Earl’s “rough around the edges” tone surprisingly mixes well with The Alchemist’s lively beats. Earl — who is the complete opposite in terms of style — seems willing to ditch his nonchalant attitude for this collab. “Vin Skully” and “Mancala” require Earl to tiptoe out of his comfort zone, and while he doesn’t necessarily shout into the mic, Earl finally sounds somewhat excited to be in the studio.

After “Mancala” with Earl’s longtime friend Vince Staples, The Alchemist makes the effort to conform to Earl. The album hits the brakes, and we get some traditional Earl Sweatshirt rap music. 

The beats on “27 Braids” and “Dead Zone” immediately took me back to The Alchemist’s projects with Freddy Gibbs and Larry June. The beats are slow, loopy and subdued, complementing Earl’s grungy tone just like they did at one point for Gibbs and June.

This was a different Earl Sweatshirt on “VOIR DIRE,” however. Even when The Alchemist dimmed it down for Earl, the rapper appeared more confident than before. From the lyrics to the flow, it’s evident that Earl has metamorphosized out of his 16-year-old body that released his first album.

Earl doesn’t sound as bored and uninterested as he had in the past. He’s moved on from that “too cool for school” phase and refuses to pass up this opportunity with an all-time producer in The Alchemist.

From bars like “I reaped everything I sowed in” and “It wasn’t easy, but we grown men,” on “100 High Street” to verses from “Free the Ruler” such as, “Shouts to all my boys gettin’ by, dreams of livin’ large / Streetcar called pride droppin’ them off in the morgue, it’s not free rides out here anymore,” Earl proclaims his newfound maturity.

Earl brilliantly references the play “A Streetcar Named Desire” in light of the rappers who were too prideful to seek growth, and ultimately fell off the map due to their stubbornness. Earl embraced those learning moments and The Alchemist perfectly crafted beats on which he celebrated this transformation. 

“VOIR DIRE” is the quintessential example of artists not necessarily all being on the same page when working on an album but learning to compromise and complement each other for a work of collective art. The Alchemist does his job, Earl certainly does his, and feature artist Vince Staples polishes this project off.
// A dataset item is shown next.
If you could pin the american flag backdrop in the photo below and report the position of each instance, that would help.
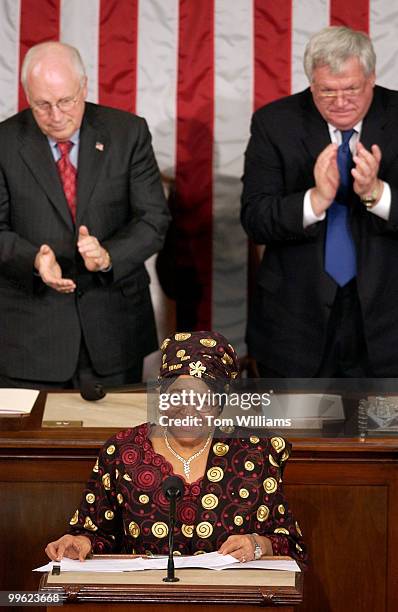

Listeners get a taste of each artists’ individual work, while also being able to appreciate what they all did together. It’s not often that you see a producer of The Alchemist’s status willing to just throw beats out to anyone, but it’s even more encouraging when a somewhat underground artist like Earl Sweatshirt doesn’t miss his opportunity and shows the industry what he’s always been capable of.